Getting hired at the airport, she said, helped her pull her life together, and losing it so quickly reminded her of how quickly things can fall apart.
“I definitely don’t want that to ever happen again,” Johnson said.
‘We really didn’t need it’
For John Poynton, the coronavirus outbreak has meant a dramatically curtailed social life, and the cancellation of a long planned trip to Europe.
But, the retired school teacher living in Havertown said, financially it hasn’t made much of a difference.
“My state pension has been coming in,” said Poynton, 72. “And ironically [my wife and I] both got the stimulus checks this morning.”
Poynton plans to provide some financial support to his daughter, a professor at the University of Massachusetts whose research project has been shut down, and use some of the money to pay down this year’s income tax bill.
But he said he plans to give the rest of the money away: splitting it between the Patrician Society of Norristown, St. John’s Hospice of Philadelphia, and Mercy Hospice of Philadelphia.

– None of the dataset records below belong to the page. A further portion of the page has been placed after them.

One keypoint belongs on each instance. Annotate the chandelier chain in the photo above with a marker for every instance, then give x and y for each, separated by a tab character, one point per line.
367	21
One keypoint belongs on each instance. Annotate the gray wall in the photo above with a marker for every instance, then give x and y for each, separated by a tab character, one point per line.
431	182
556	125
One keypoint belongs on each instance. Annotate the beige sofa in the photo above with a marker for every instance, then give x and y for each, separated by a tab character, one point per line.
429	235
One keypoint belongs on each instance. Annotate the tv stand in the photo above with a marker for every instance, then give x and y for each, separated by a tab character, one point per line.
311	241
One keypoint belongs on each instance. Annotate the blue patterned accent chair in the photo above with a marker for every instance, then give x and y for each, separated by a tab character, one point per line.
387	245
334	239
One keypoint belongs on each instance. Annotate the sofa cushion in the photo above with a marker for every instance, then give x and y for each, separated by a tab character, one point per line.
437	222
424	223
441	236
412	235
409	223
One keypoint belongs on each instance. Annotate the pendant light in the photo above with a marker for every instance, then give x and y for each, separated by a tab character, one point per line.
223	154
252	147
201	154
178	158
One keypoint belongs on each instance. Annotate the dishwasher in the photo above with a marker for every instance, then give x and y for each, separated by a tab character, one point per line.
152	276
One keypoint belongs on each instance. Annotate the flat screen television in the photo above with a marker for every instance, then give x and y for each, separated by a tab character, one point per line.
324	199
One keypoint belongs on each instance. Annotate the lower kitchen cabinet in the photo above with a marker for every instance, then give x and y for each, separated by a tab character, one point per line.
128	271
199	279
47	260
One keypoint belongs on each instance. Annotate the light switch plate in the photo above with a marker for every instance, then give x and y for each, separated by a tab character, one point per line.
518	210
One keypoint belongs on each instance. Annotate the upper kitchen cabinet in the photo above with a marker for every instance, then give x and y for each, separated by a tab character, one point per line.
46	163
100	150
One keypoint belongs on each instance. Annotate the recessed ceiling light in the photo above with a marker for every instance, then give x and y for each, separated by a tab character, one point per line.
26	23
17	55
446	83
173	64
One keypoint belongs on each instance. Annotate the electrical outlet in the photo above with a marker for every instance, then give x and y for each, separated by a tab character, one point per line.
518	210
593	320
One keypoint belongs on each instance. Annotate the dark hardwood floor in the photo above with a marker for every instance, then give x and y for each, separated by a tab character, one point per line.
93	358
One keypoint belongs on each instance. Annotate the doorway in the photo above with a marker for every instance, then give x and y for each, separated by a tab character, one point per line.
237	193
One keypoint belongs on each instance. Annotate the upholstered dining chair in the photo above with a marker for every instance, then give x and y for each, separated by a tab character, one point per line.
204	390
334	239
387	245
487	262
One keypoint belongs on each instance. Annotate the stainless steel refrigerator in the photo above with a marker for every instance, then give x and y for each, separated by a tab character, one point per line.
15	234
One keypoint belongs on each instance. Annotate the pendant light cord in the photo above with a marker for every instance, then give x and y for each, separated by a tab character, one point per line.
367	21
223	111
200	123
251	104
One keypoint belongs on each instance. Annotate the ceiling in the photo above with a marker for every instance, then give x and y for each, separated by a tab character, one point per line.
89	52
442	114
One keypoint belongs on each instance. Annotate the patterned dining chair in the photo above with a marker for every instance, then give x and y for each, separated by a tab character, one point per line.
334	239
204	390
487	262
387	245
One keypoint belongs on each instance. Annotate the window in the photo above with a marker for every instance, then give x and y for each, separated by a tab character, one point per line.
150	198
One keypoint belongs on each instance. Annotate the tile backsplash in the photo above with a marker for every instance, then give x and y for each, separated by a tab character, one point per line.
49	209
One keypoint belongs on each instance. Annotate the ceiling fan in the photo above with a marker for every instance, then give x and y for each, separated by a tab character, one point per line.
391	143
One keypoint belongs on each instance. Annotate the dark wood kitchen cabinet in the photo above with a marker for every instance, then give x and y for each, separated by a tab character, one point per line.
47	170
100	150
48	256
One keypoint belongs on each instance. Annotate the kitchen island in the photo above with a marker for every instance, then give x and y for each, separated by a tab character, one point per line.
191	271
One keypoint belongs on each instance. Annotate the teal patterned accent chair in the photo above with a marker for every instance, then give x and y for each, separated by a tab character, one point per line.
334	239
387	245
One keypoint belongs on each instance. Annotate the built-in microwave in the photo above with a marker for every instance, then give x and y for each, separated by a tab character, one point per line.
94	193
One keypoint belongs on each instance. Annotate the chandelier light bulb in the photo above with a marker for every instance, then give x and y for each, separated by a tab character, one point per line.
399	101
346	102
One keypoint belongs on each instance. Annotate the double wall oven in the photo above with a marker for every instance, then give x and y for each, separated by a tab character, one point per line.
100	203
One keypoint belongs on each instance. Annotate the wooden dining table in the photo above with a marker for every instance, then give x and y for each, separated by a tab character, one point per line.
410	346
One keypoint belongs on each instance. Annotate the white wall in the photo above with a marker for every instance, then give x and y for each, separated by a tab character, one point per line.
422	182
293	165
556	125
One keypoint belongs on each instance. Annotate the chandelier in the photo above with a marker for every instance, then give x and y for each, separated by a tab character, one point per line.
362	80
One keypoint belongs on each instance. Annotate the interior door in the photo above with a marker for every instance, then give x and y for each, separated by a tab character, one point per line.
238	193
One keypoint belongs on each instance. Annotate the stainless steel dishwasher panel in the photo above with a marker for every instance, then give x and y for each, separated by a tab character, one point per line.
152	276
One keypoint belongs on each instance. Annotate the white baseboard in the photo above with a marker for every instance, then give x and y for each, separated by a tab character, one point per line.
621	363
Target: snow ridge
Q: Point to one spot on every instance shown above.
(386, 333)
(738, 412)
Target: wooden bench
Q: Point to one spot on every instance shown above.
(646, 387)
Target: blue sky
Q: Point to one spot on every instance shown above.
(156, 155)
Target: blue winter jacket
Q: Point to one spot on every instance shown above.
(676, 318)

“We really didn’t need it,” Poynton said. “It’s incumbent upon those of us who are doing well to make sure we support those who are in need.”
‘This is found money’
When Adam Bailey found out about the federal stimulus checks, he knew immediately he would donate his.
Bailey, a fourth grade teacher at Hunter Elementary school in North Philadelphia, is currently working from home.
“I’m a single, cis[gender] white male,” said Bailey, 28. “All these decisions and all these things that happen around me rarely affect me in a big way…So there was never a thought in my mind about what I would use this money for. To me personally, this is found money.”
Bailey is also a member of the Caucus of Working Educators: a faction of the Philadelphia Federation of Teachers Union that often advocates for social justice issues.
This week, the Caucus launched a campaign asking teachers to donate some or all of their stimulus checks to Philadelphians in need. Specifically, teachers are encouraged to donate to a fund that specifically supports the district’s ‘paraprofessionals:’ aides, assistants, and other low-paid classroom employees.
By Wednesday afternoon, about 70 people had made the pledge.
“Teachers and educators, we are generally altruistic,” Bailey said. “It’s not about the money for us. We are in it to help people.”
Bailey received his stimulus payment on Tuesday. Some of it went to an organization feeding people in his school’s neighborhood. Some went to help support the district’s school aides.
Bailey plans to donate the rest by the end of the week.